We also learned the Majority Leader doesn’t want access to pot on every street corner. “At least for me, I would let any town have zoning regulations and say we don’t want it.”
Gaming came up. No one seems to know the status of Gov. Lamont’s negotiations on a new compact with the tribes ahead of sports betting. “We’re not familiar with where his is with the tribes,” said House Deputy Republican Leader Vin Candelora. Majority Leader Ritter said, “To the parties who are talking. There is a sense of urgency. Or we’ll just have to act and then, you know what, people go to court. Good luck.”
Lawmakers in Rhode Island just approved mobile sports betting. “If folks want to do that type of gaming they’ll drive over the border and sit in a rest area or a restaurant and do what they need to do.

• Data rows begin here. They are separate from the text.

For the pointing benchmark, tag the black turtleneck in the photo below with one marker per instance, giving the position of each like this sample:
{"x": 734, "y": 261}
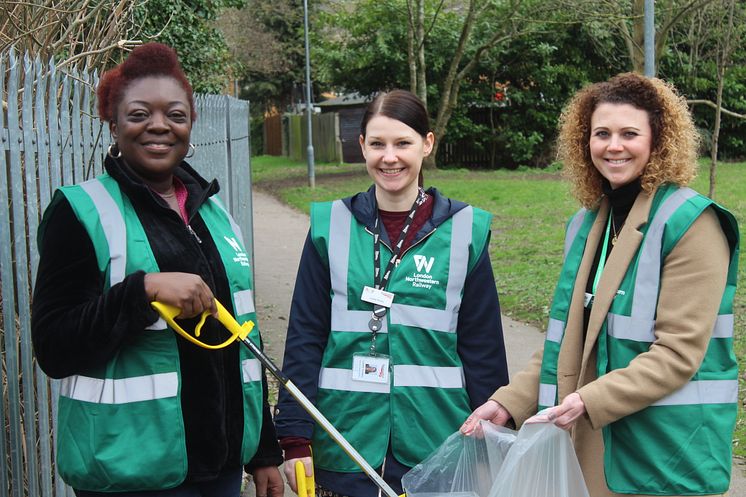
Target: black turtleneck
{"x": 621, "y": 201}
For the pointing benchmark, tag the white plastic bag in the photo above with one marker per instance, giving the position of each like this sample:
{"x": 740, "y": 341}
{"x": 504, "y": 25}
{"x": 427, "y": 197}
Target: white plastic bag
{"x": 541, "y": 463}
{"x": 463, "y": 466}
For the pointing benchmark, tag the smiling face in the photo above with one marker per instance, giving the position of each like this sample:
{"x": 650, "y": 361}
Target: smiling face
{"x": 620, "y": 142}
{"x": 393, "y": 155}
{"x": 152, "y": 126}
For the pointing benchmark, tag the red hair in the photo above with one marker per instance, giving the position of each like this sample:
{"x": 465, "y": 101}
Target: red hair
{"x": 149, "y": 60}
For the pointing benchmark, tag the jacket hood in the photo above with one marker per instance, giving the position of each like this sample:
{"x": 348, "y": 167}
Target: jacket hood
{"x": 364, "y": 207}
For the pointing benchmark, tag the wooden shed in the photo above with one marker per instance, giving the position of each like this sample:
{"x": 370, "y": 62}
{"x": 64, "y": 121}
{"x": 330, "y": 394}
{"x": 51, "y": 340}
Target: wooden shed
{"x": 350, "y": 108}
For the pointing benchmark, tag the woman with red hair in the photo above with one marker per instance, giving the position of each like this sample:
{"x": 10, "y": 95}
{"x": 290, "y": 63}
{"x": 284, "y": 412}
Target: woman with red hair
{"x": 143, "y": 411}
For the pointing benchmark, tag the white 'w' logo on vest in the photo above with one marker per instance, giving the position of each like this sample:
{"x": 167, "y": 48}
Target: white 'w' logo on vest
{"x": 423, "y": 263}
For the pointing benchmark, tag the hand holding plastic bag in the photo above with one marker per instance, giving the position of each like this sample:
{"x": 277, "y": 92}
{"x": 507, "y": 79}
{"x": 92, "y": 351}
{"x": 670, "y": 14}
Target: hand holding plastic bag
{"x": 463, "y": 466}
{"x": 541, "y": 463}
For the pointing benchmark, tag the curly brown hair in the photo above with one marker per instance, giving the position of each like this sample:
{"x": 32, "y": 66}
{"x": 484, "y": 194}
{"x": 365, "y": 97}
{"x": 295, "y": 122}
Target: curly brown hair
{"x": 673, "y": 155}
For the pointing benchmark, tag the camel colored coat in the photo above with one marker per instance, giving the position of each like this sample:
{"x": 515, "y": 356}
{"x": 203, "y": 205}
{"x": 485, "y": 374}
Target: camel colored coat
{"x": 692, "y": 283}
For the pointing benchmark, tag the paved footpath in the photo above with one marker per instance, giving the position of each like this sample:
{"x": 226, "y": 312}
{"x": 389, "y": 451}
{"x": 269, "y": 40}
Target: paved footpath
{"x": 280, "y": 233}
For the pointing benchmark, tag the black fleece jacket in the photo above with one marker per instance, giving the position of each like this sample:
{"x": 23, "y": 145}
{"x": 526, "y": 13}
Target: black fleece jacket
{"x": 76, "y": 326}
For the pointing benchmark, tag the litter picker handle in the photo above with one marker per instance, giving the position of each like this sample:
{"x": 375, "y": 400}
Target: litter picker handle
{"x": 320, "y": 419}
{"x": 241, "y": 333}
{"x": 306, "y": 484}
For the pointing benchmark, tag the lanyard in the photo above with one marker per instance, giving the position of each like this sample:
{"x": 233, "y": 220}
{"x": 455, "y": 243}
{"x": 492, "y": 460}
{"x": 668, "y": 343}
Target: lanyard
{"x": 602, "y": 259}
{"x": 379, "y": 311}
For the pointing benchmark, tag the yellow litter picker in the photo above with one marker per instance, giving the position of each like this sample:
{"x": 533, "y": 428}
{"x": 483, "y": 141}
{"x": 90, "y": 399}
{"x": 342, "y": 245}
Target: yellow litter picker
{"x": 306, "y": 486}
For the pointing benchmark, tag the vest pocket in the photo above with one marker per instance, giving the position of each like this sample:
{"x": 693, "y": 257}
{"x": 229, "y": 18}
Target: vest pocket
{"x": 116, "y": 448}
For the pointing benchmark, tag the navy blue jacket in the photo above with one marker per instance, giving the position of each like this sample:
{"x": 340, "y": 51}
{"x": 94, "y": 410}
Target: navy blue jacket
{"x": 479, "y": 332}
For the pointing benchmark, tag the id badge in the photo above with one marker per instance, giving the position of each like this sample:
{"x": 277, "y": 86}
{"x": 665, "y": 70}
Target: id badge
{"x": 373, "y": 369}
{"x": 376, "y": 296}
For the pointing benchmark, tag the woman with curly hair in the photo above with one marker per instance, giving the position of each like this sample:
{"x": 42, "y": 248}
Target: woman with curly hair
{"x": 638, "y": 361}
{"x": 143, "y": 411}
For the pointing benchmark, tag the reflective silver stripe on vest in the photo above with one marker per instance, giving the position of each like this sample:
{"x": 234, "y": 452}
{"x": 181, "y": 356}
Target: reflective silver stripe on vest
{"x": 234, "y": 225}
{"x": 555, "y": 330}
{"x": 121, "y": 391}
{"x": 404, "y": 376}
{"x": 572, "y": 229}
{"x": 114, "y": 228}
{"x": 547, "y": 394}
{"x": 341, "y": 379}
{"x": 251, "y": 369}
{"x": 244, "y": 302}
{"x": 723, "y": 326}
{"x": 703, "y": 392}
{"x": 643, "y": 330}
{"x": 428, "y": 376}
{"x": 647, "y": 280}
{"x": 401, "y": 314}
{"x": 344, "y": 319}
{"x": 445, "y": 319}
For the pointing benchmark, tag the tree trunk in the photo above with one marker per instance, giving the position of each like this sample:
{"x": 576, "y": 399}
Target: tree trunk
{"x": 411, "y": 59}
{"x": 420, "y": 46}
{"x": 716, "y": 132}
{"x": 638, "y": 36}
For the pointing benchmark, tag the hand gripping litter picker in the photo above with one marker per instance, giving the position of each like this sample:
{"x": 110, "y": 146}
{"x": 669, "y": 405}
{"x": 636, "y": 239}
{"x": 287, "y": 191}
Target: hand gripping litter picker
{"x": 241, "y": 332}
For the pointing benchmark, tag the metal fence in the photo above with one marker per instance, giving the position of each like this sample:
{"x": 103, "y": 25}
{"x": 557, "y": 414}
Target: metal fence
{"x": 51, "y": 136}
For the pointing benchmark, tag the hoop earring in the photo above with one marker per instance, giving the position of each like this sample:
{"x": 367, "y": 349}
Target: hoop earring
{"x": 113, "y": 147}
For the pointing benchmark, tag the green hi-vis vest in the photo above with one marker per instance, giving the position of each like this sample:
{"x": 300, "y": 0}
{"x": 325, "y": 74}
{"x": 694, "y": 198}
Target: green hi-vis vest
{"x": 120, "y": 426}
{"x": 681, "y": 444}
{"x": 425, "y": 399}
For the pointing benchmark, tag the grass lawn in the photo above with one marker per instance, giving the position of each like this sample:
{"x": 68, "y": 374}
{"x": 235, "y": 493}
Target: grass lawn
{"x": 530, "y": 209}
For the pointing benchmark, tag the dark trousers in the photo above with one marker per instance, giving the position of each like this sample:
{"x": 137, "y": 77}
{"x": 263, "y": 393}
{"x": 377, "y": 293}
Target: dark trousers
{"x": 228, "y": 484}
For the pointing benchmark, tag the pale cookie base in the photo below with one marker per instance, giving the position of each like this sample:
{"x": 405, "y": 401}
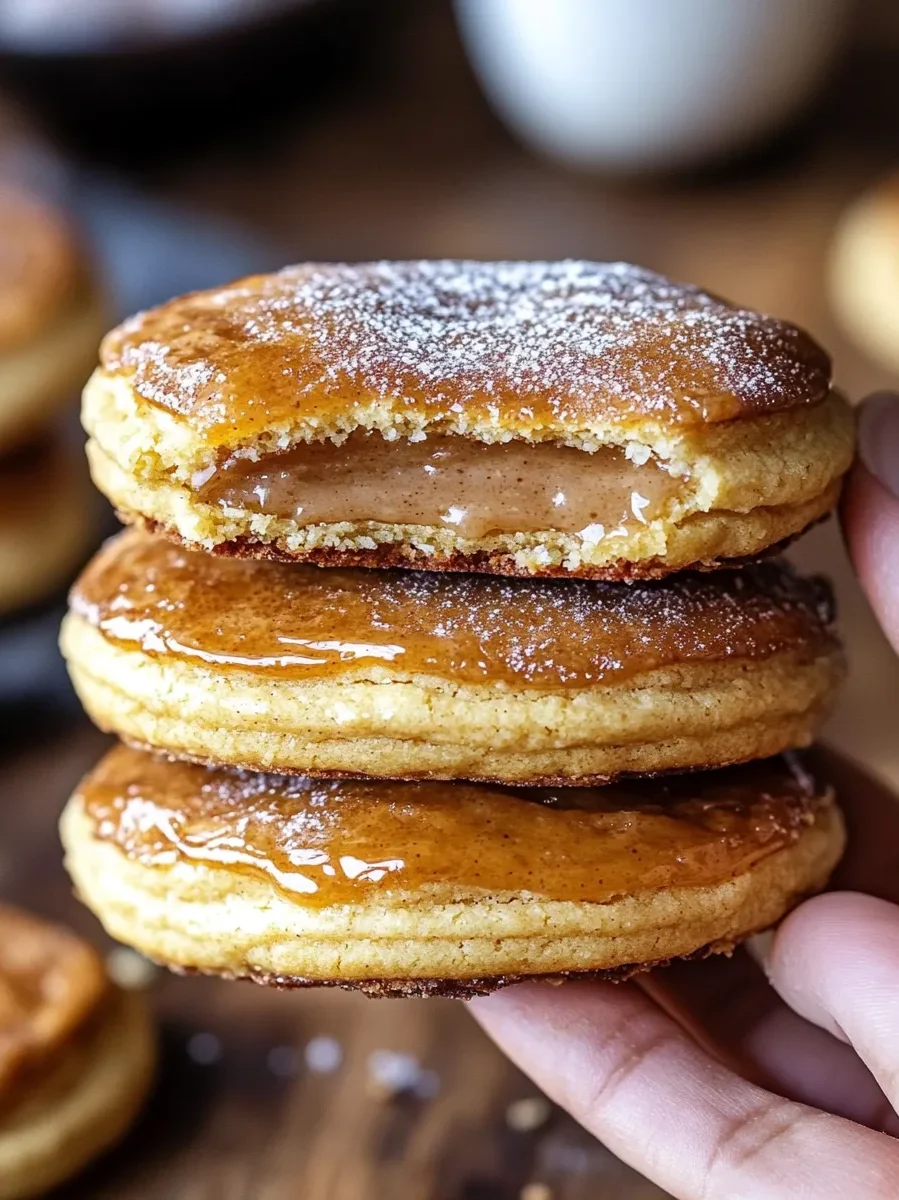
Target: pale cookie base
{"x": 222, "y": 922}
{"x": 45, "y": 541}
{"x": 43, "y": 375}
{"x": 81, "y": 1108}
{"x": 395, "y": 726}
{"x": 751, "y": 484}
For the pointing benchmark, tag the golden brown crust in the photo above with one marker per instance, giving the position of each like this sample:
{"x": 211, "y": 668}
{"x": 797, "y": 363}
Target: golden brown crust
{"x": 463, "y": 989}
{"x": 523, "y": 347}
{"x": 402, "y": 556}
{"x": 474, "y": 912}
{"x": 423, "y": 676}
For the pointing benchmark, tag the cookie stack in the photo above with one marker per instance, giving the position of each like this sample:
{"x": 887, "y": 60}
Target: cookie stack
{"x": 51, "y": 318}
{"x": 435, "y": 567}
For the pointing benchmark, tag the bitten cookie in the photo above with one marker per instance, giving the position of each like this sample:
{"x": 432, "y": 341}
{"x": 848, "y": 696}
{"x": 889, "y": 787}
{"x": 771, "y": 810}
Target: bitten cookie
{"x": 580, "y": 419}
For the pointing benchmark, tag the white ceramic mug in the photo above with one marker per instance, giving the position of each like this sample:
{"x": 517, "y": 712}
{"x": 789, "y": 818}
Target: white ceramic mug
{"x": 648, "y": 84}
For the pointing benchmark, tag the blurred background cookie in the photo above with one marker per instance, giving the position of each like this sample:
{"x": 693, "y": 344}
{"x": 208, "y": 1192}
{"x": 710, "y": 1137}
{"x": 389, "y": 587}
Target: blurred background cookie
{"x": 48, "y": 520}
{"x": 864, "y": 273}
{"x": 51, "y": 316}
{"x": 76, "y": 1055}
{"x": 441, "y": 888}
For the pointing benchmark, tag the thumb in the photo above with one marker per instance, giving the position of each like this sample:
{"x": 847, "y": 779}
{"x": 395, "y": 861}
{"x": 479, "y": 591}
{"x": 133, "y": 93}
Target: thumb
{"x": 870, "y": 509}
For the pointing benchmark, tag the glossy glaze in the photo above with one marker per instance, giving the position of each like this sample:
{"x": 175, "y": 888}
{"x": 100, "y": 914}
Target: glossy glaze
{"x": 352, "y": 841}
{"x": 307, "y": 623}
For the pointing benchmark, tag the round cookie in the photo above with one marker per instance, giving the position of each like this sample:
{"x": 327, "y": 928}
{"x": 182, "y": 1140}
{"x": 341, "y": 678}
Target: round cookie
{"x": 47, "y": 507}
{"x": 864, "y": 273}
{"x": 439, "y": 888}
{"x": 76, "y": 1056}
{"x": 413, "y": 675}
{"x": 574, "y": 419}
{"x": 51, "y": 316}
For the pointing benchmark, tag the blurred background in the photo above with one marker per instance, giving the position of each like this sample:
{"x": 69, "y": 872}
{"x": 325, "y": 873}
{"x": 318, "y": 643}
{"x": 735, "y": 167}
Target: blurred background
{"x": 150, "y": 147}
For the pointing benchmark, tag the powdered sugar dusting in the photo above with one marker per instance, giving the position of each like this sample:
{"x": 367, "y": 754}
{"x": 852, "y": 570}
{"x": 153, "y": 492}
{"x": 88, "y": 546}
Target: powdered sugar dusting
{"x": 519, "y": 343}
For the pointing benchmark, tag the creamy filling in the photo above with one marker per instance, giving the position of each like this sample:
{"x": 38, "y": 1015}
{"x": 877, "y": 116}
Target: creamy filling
{"x": 471, "y": 487}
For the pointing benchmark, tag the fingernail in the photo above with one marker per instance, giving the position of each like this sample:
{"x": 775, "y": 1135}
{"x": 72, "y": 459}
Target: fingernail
{"x": 879, "y": 438}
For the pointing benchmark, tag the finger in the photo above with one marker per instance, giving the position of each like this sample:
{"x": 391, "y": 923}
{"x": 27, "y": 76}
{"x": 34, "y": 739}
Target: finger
{"x": 835, "y": 960}
{"x": 631, "y": 1077}
{"x": 729, "y": 1007}
{"x": 870, "y": 509}
{"x": 871, "y": 814}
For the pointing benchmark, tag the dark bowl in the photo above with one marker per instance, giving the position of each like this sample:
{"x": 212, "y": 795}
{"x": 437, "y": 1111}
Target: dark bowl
{"x": 129, "y": 105}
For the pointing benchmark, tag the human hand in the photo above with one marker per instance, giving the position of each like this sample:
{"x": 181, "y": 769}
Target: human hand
{"x": 714, "y": 1081}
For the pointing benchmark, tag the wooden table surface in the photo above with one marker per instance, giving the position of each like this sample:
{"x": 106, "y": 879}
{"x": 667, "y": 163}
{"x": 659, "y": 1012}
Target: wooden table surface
{"x": 413, "y": 165}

We’d rather have them stay here in Connecticut,” said Speaker Aresimowicz.
On tolls they gave a promise to lockbox toll revenue for road upgrades only. “So according to federal law it has to go there,” said the Speaker. Democratic leadership warns that pending federal legislation on infrastructure improvements could make tolls contingent on getting federal dollars. “Connecticut may be left with the choice of saying goodbye to federal money,” said Ritter.
Republicans say there are no toll votes in their caucus. “I don’t see Republicans getting on board with a toll every 6 miles,” explained Candelora.
And finally paid family medical leave. There’s talk about re-defining what “family” means. But the number 1 issue for the Majority Leader is the long term financial viability of the program. “The single most important thing we do. It has to be solvent,” said Ritter.
Even Republicans who support the concept are skeptical of the approach. “On top of increases to sales tax, on top of tolls and now we’re gonna hit them with a paid family medical leave tax? That’s where the issue lies,” explained Candelora.
The marijuana bills will likely get a public hearing next week, and as far as the tribes, House Democratic Leadership was asked if theres any possibility of a vote on a sports betting bill before a new compact is negotiated. That could jeopardize 250-million. Nobody definitively ruled it out.